US blames Pakistan’s coddling of terror for escalating tensions, asks Islamabad to ‘combat and delegitimize’ terror groups
WASHINGTON: Pakistan is being blamed for the escalation of tensions in the Indian subcontinent. Its coddling of UN-designated terrorists and terror groups and its launching cross-border terrorism into India is being seen by the Obamaadministration as the provocation – if not justification — for New Delhi’s decision to conduct a one-time, demonstrative, surgical strike at terrorist launch pads across the Line of Control in Kashmir.
Briefings at the White House and the State Department on Thursday left little doubt which side of the military and diplomatic face-off the United States is on, even as it counseled calm and restraint in the region.
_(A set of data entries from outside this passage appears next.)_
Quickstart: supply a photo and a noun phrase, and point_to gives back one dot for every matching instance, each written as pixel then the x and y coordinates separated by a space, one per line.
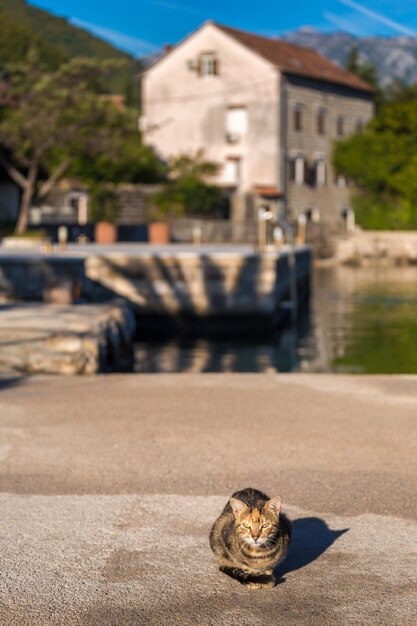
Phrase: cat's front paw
pixel 267 584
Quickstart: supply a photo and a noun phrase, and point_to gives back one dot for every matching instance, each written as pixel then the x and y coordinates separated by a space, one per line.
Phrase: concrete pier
pixel 39 338
pixel 109 487
pixel 207 281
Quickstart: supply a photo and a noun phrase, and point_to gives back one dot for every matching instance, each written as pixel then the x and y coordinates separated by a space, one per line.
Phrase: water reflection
pixel 361 320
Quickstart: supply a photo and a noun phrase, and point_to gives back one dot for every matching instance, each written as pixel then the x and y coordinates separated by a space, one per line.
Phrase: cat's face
pixel 255 526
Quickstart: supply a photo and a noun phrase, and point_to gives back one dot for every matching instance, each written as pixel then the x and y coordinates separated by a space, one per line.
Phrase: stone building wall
pixel 332 197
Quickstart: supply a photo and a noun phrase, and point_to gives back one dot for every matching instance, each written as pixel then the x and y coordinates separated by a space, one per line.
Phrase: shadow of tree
pixel 10 381
pixel 311 537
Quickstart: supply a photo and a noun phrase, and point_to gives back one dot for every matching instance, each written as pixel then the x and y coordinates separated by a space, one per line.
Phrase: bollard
pixel 197 235
pixel 278 235
pixel 301 229
pixel 264 215
pixel 63 238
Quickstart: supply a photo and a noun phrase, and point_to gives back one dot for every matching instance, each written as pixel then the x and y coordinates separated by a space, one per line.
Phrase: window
pixel 321 122
pixel 297 169
pixel 236 124
pixel 340 180
pixel 232 171
pixel 340 126
pixel 208 64
pixel 298 117
pixel 320 172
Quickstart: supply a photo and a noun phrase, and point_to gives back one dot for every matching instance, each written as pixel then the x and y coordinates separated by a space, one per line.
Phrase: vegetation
pixel 56 122
pixel 104 204
pixel 188 192
pixel 382 161
pixel 56 40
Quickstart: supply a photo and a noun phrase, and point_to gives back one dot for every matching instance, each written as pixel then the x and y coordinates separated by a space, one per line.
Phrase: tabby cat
pixel 250 538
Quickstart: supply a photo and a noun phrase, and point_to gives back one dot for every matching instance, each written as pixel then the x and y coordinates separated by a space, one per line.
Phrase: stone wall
pixel 384 247
pixel 198 284
pixel 332 197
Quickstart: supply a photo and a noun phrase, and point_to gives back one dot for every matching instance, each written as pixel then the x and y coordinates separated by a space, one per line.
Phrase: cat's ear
pixel 238 507
pixel 274 505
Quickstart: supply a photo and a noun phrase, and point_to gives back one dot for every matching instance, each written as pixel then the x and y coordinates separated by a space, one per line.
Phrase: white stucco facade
pixel 185 112
pixel 241 118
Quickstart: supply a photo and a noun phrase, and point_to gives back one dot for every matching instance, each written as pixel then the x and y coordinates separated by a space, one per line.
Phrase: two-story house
pixel 267 111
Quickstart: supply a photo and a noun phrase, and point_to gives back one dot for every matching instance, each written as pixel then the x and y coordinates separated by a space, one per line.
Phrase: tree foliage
pixel 382 161
pixel 57 121
pixel 188 192
pixel 56 40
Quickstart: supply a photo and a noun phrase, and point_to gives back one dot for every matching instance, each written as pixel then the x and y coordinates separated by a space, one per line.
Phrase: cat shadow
pixel 311 537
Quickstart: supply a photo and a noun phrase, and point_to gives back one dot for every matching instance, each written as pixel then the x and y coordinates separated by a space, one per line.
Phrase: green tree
pixel 382 161
pixel 189 192
pixel 57 121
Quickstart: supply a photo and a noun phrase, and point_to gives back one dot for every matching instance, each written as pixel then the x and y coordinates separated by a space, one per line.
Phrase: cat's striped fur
pixel 251 537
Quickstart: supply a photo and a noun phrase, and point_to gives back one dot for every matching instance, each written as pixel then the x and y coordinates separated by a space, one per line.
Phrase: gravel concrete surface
pixel 109 486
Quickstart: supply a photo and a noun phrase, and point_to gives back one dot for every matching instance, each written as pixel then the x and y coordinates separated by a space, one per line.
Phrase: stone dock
pixel 56 339
pixel 109 487
pixel 216 289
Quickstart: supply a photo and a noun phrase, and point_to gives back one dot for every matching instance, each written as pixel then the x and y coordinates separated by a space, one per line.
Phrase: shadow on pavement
pixel 311 537
pixel 8 380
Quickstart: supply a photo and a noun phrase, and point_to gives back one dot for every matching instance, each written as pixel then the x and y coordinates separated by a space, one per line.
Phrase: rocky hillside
pixel 23 26
pixel 395 58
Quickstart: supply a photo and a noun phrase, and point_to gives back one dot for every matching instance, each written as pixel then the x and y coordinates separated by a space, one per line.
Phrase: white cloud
pixel 378 17
pixel 131 44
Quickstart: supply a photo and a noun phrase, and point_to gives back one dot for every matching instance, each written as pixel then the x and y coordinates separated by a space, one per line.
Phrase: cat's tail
pixel 245 577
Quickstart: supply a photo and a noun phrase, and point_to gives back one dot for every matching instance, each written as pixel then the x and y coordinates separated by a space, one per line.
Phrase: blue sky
pixel 143 26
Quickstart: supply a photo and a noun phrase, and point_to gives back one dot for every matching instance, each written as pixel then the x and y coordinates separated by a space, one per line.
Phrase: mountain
pixel 394 58
pixel 23 26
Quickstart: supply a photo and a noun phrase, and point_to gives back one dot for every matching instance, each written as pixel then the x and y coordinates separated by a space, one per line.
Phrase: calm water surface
pixel 359 321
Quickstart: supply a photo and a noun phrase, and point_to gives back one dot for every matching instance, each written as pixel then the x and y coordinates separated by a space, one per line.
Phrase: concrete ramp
pixel 145 560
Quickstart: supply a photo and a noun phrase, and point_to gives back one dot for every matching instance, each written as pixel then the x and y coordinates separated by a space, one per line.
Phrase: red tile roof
pixel 268 191
pixel 292 59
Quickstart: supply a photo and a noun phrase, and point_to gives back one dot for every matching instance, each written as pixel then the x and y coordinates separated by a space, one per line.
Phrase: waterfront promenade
pixel 109 486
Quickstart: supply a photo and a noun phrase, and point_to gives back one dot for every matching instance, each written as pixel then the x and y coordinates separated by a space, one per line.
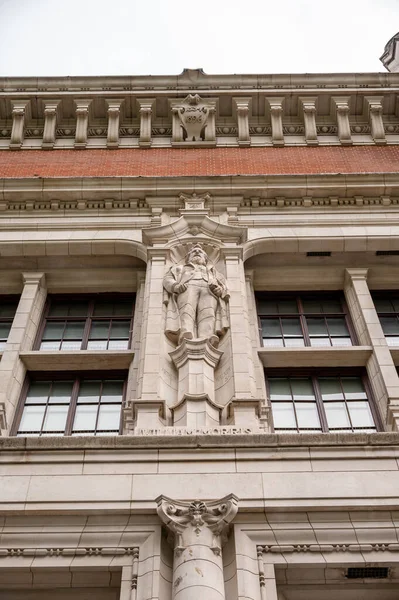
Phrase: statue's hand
pixel 216 289
pixel 179 288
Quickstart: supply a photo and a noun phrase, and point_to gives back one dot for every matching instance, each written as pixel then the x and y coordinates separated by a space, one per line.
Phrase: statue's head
pixel 197 256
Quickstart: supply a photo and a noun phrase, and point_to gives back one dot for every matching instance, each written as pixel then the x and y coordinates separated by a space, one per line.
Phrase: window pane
pixel 279 389
pixel 120 330
pixel 99 330
pixel 330 388
pixel 4 331
pixel 317 327
pixel 55 418
pixel 336 414
pixel 85 417
pixel 360 414
pixel 32 418
pixel 61 392
pixel 331 306
pixel 74 330
pixel 287 307
pixel 383 305
pixel 283 415
pixel 112 391
pixel 109 417
pixel 291 327
pixel 307 415
pixel 302 389
pixel 337 327
pixel 38 392
pixel 89 391
pixel 53 330
pixel 353 388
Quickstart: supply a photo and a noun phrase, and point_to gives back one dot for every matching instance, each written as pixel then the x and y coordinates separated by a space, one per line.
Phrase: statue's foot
pixel 214 341
pixel 185 335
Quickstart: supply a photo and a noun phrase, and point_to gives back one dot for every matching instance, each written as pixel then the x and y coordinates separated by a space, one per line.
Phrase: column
pixel 114 107
pixel 21 337
pixel 242 107
pixel 19 108
pixel 381 370
pixel 198 528
pixel 309 119
pixel 341 107
pixel 82 123
pixel 145 110
pixel 374 105
pixel 50 123
pixel 276 119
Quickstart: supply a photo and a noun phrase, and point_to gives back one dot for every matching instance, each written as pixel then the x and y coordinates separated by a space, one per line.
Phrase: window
pixel 8 308
pixel 306 320
pixel 330 403
pixel 87 323
pixel 387 307
pixel 86 405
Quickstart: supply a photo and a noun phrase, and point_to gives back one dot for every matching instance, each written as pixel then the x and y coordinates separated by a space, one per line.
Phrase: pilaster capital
pixel 215 515
pixel 34 278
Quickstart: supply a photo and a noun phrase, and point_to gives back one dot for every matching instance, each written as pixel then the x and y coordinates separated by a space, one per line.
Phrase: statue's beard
pixel 198 260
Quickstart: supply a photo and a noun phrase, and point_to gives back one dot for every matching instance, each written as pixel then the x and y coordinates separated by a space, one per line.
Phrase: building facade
pixel 199 334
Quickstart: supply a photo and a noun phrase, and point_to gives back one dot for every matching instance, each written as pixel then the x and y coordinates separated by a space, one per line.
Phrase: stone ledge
pixel 348 356
pixel 81 360
pixel 262 440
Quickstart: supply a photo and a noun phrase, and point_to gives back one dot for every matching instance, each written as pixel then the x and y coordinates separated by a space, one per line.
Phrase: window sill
pixel 348 356
pixel 82 360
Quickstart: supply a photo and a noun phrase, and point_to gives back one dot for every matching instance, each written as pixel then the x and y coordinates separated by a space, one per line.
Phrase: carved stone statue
pixel 196 300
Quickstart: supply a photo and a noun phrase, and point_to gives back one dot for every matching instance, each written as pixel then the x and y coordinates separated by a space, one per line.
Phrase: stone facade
pixel 253 222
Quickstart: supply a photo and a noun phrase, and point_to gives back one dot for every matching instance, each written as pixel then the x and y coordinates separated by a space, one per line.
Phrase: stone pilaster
pixel 341 107
pixel 50 123
pixel 381 370
pixel 374 107
pixel 199 530
pixel 276 119
pixel 242 108
pixel 21 337
pixel 82 123
pixel 308 106
pixel 114 109
pixel 19 108
pixel 145 111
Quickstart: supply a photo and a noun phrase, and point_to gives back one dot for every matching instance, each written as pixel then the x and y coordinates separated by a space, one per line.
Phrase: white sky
pixel 130 37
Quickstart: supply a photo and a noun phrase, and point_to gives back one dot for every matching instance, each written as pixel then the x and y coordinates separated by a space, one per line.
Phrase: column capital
pixel 34 278
pixel 214 515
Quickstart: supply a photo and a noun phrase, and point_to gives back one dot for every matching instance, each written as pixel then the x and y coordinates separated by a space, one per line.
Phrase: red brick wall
pixel 173 162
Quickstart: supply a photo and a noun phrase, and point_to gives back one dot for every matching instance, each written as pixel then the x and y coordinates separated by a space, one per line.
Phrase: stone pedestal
pixel 199 530
pixel 196 361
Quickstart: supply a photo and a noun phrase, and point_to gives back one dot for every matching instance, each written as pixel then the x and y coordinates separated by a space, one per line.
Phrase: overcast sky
pixel 130 37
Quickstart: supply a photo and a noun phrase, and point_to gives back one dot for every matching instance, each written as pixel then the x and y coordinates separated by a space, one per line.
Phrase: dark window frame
pixel 87 320
pixel 76 378
pixel 313 374
pixel 301 315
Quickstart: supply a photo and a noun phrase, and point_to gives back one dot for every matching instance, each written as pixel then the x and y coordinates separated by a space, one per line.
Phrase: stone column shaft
pixel 21 337
pixel 341 106
pixel 242 107
pixel 199 530
pixel 381 370
pixel 145 110
pixel 309 120
pixel 114 107
pixel 374 104
pixel 276 119
pixel 82 122
pixel 50 123
pixel 18 120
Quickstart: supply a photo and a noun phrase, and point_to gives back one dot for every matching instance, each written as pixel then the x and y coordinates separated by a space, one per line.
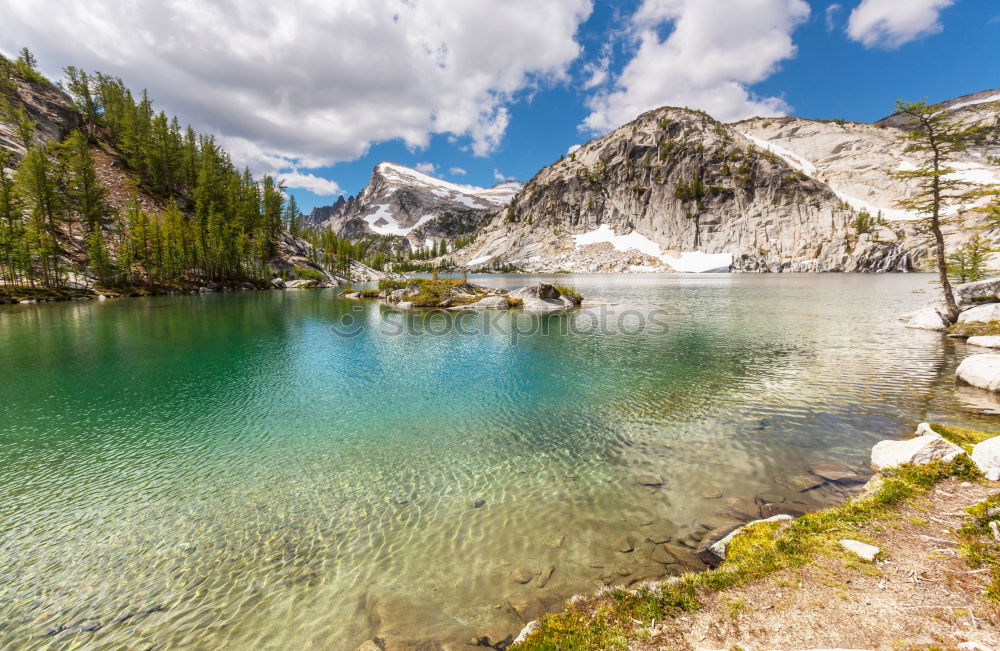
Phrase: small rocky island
pixel 451 294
US officials explicitly cited the presence of proscribed terrorist groups inside Pakistan in the context of India’s neutralizing actions across the Line of Control, action that they did not condemn explicitly (and was therefore seen in some quarters as an implicit approval given the accompanying censure of Pakistan.)
Pakistan’s insistence that there was no such surgical strike by India gave Washington an easy way out. But there was no mistaking where the US put the responsibility for rising tensions.
“We’ve repeatedly expressed our concerns regarding the danger that terrorism poses to the region. And we all know that terrorism, in many ways, knows no border. We continue to urge actions to combat and delegitimize terrorist groups like LeT and the Haqqani Network, Jaish-e-Mohammad,” State Department spokesman John Kirby said when asked about India’s actions.
Kirby confirmed that US secretary of state John Kery had one conversation with his Indian counterpart Sushma Swaraj in which “he condemned terrorism in all its forms and he cautioned against any escalation in tensions,” while reiterating his “strong condemnation of the September 18th Uri attack.”